In 2011, Horton's article won a National Magazine Award. Together with articles noting the fifth anniversary of the detainees' deaths at Guantanamo, there was a revival of published controversy about the topic. Adweek, a publication normally devoted to the advertising industry, published an article critical of Horton's account. In it, Alex Koppelman claimed that many news media had passed on the story by the guards, but quoted only one source as to his reasons, who said he doubted its credibility. As the journalists Andy Worthington and Jeff Kaye noted in rebuttal, journalists may have many reasons to pass on a story, not least the desire to preserve relations with contacts of an organization as important to their work as the Department of Defense.

==Dryboarding and the Guantanamo deaths==
In October 2011, Ali Saleh al-Marri, a terrorist suspect tried in the federal court system and convicted in a plea bargain, reported having been subjected to an interrogation technique called "dry-boarding" in a US Navy prison brig.
After being arrested at graduate school, Ali Saleh al-Marri, a legal resident of the United States, was held in a Navy brig in the USA. He described during interrogation as having had rags stuffed down his throat, and then having his mouth and nose taped shut.
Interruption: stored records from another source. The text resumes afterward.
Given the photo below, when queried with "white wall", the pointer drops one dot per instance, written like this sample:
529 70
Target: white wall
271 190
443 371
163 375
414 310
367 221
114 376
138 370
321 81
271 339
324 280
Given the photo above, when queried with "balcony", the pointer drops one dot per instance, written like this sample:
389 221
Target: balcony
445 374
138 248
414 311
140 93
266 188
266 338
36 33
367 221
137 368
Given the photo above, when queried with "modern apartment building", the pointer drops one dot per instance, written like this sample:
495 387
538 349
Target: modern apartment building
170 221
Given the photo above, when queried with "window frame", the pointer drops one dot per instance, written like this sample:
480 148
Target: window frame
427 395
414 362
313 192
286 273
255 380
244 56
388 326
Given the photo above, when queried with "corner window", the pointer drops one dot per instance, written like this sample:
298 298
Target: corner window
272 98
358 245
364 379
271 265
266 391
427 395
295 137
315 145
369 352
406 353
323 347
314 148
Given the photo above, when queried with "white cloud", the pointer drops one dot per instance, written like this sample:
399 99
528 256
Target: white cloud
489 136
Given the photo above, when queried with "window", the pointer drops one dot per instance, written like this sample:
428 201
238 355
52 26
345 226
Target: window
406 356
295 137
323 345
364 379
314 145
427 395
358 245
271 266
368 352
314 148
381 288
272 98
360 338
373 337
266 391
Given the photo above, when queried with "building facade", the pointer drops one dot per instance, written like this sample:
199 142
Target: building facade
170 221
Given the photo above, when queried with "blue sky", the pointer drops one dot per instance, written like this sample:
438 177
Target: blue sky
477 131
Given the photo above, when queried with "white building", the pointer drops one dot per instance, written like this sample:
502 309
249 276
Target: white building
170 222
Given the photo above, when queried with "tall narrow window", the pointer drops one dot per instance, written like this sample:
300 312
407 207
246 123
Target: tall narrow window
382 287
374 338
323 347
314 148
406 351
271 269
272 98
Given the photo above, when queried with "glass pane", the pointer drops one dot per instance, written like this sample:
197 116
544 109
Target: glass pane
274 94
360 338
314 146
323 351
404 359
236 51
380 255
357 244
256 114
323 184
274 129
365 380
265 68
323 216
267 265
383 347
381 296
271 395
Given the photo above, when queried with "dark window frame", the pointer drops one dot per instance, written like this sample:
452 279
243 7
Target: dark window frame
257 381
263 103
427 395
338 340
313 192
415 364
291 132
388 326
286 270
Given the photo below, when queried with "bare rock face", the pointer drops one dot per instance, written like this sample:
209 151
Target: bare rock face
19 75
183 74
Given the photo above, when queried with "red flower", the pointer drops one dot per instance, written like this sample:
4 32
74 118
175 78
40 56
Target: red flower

This technique has been described as dry-boarding, intended to gain the cooperation of interrogation subjects through inducing the first stages of death by asphyxiation.

Almerindo Ojeda, director of the Center for the Study of Human Rights in the Americas, said, "The dryboarding of Mr. al-Marri raises an unavoidable question,... Did the three individuals found hanging in Guantanamo die from dryboarding rather than by hanging?"